Shaun The Sheep Movie: Review


In their modest way, Aardman’s stop-motion animation films achieve a sort of perfection. This isn’t to say that the British production house’s output is particularly original or path-breaking. It’s just that there are few cinematic universes (to use a much abused term) that have functioned with such off-hand charm and given so much pleasure over so many years. Aardman was founded in 1972 but came to wider notice with the Wallace & Gromit series of shorts in the early 1990s. Further success, critical and commercial, came with the release of their full-length features Chicken Run (2000) and Wallace & Gromit: The Curse Of The Were-Rabbit (2005).

Shaun The Sheep first appeared as a stand-alone series on British television in 2007. It has since completed 130 episodes, each 7 minutes long and featuring Shaun, his woolly compatriots, the unnamed farmer, self-important guard dog Bitzer and other denizens of the Mossy Bottom Farm. In Shaun The Sheep Movie, directors Richard Starzak and Mark Burton smoothly transfer Shaun’s impish, enterprising personality to the big screen. Wearying of the farm routine, Shaun hatches a plan to escape for a little holiday. As usually happens in an Aardman film, one thing after another goes wrong, and the farmer finds himself in a caravan headed to the big city, with Bitzer in pursuit. With no one there to look after the farm, Shaun heads off to the city himself in search of them.
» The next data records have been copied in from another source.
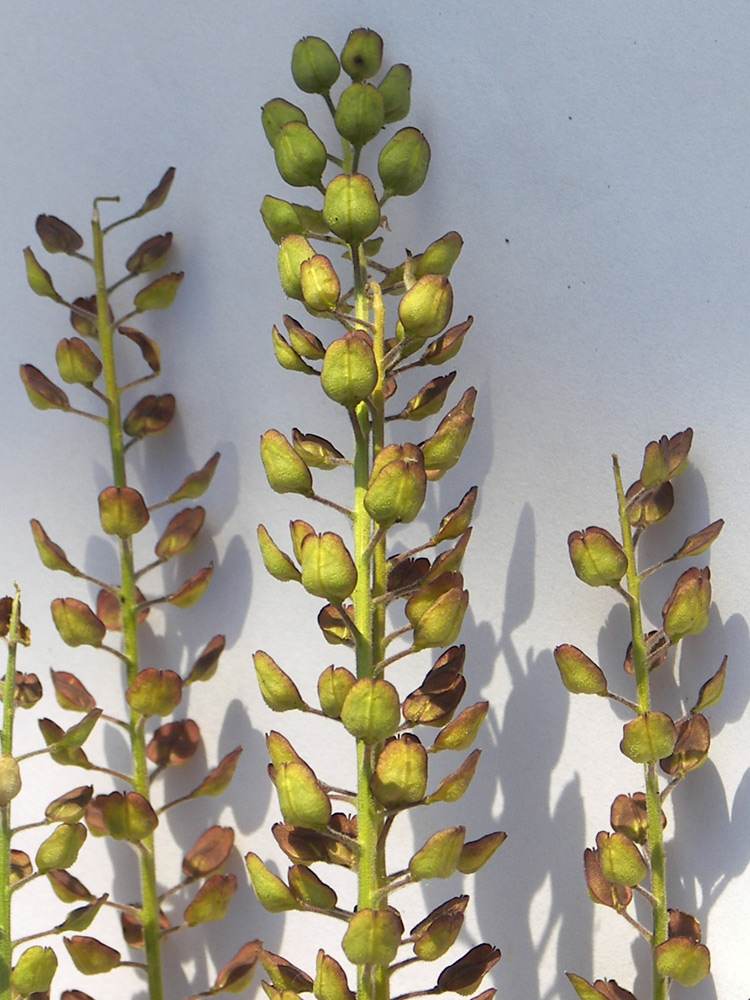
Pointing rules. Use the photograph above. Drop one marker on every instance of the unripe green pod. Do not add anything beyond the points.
(400, 777)
(372, 710)
(10, 779)
(620, 859)
(285, 470)
(328, 570)
(687, 609)
(280, 218)
(426, 308)
(360, 114)
(276, 114)
(351, 208)
(598, 558)
(334, 684)
(579, 673)
(397, 486)
(362, 54)
(403, 162)
(373, 937)
(320, 284)
(278, 689)
(293, 250)
(350, 371)
(315, 66)
(396, 90)
(300, 155)
(439, 856)
(273, 894)
(439, 257)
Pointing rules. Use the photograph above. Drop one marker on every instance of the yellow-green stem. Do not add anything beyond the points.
(129, 609)
(373, 983)
(660, 917)
(6, 948)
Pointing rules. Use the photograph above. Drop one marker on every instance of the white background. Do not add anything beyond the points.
(594, 157)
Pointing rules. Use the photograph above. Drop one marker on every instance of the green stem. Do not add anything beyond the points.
(129, 608)
(369, 619)
(660, 917)
(6, 943)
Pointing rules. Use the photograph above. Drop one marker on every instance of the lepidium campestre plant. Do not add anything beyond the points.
(630, 861)
(374, 594)
(130, 814)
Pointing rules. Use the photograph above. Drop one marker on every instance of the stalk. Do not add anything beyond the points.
(657, 856)
(129, 607)
(6, 946)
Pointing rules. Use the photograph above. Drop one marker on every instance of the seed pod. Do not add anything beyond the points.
(362, 54)
(360, 114)
(403, 163)
(351, 208)
(320, 284)
(285, 470)
(276, 114)
(598, 558)
(400, 777)
(396, 90)
(300, 155)
(686, 611)
(350, 372)
(293, 250)
(315, 66)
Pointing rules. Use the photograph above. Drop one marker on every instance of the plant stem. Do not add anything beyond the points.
(653, 798)
(6, 944)
(129, 609)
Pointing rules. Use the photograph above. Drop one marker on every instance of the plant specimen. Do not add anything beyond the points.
(361, 579)
(88, 361)
(632, 859)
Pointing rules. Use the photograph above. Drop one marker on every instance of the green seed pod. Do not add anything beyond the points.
(279, 691)
(648, 738)
(320, 284)
(396, 90)
(598, 558)
(315, 66)
(351, 208)
(398, 484)
(373, 937)
(10, 778)
(687, 609)
(439, 257)
(580, 675)
(400, 777)
(278, 563)
(276, 114)
(280, 218)
(620, 859)
(334, 684)
(350, 371)
(360, 114)
(372, 710)
(403, 163)
(34, 971)
(285, 470)
(328, 569)
(426, 308)
(330, 980)
(300, 155)
(439, 856)
(293, 250)
(362, 54)
(273, 894)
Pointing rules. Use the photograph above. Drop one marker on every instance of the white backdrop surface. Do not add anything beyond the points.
(594, 157)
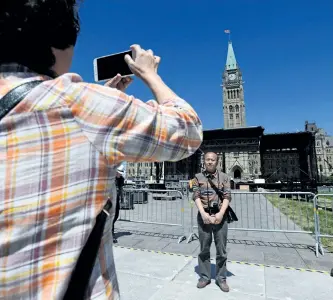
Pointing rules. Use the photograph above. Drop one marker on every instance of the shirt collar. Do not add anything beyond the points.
(18, 71)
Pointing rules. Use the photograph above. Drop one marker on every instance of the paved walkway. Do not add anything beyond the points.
(254, 211)
(146, 275)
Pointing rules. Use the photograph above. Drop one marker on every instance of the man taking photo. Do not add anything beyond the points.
(212, 220)
(61, 140)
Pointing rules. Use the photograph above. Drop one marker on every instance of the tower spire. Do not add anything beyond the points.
(231, 63)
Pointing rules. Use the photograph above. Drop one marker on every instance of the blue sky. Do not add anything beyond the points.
(284, 48)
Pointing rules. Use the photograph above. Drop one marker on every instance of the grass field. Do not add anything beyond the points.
(301, 213)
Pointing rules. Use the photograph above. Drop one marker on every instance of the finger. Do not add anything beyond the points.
(157, 60)
(114, 81)
(127, 82)
(136, 49)
(128, 59)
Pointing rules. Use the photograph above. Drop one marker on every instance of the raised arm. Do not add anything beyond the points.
(124, 128)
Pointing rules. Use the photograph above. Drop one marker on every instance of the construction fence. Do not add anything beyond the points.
(286, 212)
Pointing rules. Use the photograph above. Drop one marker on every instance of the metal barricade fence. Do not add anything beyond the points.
(324, 219)
(286, 212)
(160, 207)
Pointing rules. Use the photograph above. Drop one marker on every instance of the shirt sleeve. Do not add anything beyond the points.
(195, 188)
(124, 128)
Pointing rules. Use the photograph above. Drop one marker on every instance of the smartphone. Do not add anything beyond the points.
(107, 67)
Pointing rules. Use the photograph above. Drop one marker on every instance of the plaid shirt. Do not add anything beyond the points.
(59, 149)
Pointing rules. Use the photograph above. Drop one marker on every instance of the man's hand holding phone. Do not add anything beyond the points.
(143, 63)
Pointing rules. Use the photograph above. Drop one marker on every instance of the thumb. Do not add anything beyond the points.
(129, 60)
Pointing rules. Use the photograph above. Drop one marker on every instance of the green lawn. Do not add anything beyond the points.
(301, 213)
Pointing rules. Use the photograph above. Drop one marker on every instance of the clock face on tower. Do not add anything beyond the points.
(232, 76)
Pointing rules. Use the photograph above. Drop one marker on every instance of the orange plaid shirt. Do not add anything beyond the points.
(59, 149)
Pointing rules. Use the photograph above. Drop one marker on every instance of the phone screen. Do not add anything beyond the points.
(109, 66)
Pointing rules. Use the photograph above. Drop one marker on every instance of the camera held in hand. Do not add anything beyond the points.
(214, 208)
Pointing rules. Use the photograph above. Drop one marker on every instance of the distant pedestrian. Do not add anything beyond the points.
(120, 182)
(212, 220)
(60, 141)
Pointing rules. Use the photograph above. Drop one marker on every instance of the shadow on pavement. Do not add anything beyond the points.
(213, 271)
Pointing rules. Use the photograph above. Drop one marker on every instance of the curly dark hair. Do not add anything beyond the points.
(29, 28)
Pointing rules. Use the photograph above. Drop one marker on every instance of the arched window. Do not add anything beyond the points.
(237, 108)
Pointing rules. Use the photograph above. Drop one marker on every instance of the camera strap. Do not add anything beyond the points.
(15, 96)
(231, 216)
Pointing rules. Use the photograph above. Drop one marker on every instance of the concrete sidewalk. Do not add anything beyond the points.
(148, 275)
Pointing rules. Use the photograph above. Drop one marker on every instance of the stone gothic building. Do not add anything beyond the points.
(245, 152)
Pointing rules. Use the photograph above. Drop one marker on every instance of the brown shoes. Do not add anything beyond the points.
(202, 283)
(222, 284)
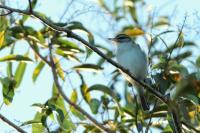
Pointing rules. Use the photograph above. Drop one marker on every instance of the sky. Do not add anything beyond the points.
(28, 93)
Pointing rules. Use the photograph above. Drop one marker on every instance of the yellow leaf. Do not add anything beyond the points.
(1, 38)
(134, 32)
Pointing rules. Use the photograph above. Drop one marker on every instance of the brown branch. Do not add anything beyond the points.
(92, 47)
(77, 107)
(11, 124)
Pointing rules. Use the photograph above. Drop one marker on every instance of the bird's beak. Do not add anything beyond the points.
(112, 39)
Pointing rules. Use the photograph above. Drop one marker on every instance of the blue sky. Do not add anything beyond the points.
(99, 23)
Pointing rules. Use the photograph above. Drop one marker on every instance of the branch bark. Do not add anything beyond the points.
(77, 107)
(11, 124)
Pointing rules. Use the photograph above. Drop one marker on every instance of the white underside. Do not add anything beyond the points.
(133, 58)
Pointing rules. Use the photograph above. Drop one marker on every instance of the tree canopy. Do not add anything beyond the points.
(74, 55)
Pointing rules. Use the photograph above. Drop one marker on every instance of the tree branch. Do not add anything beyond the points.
(11, 124)
(92, 47)
(77, 107)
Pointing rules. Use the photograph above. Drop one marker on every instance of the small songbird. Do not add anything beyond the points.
(132, 57)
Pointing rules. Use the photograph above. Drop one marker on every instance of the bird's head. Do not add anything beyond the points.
(121, 38)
A large part of Shaun The Sheep Movie’s charm lies in the fact that this is, for all practical purposes, a silent comedy. Though there’s a busy soundtrack of bleats, bangs, thuds, barks, howls and mumbles, there is no actual dialogue. The comedy is visual, rendered in Aardman’s signature stop-motion style, blending puppets with animated, sometimes actual backgrounds. Because one can only convey a limited range of emotion through the puppet faces, the directors must indicate the characters’ feelings the way Buster Keaton or Charlie Chaplin did in their day—through body language, posture, little gestures. Starzak and Burton achieve this with minimum fuss, moving from one slapstick situation to another, and only occasionally stopping to convey the sadness of sheep—albeit fairly independent, self-reliant sheep—without a shepherd.

None of this is to suggest that the film is in any way self-important or inaccessible. Rather, its silliness is invigorating—the climactic chase has a flock of sheep, two dogs and a farmer inside a horse that’s actually a motor car, The narrative isn’t quite as developed as in Chicken Run: this is essentially a series of set-pieces knitted together. But when set-pieces are sold with this much energy and goodwill, who could possibly resist?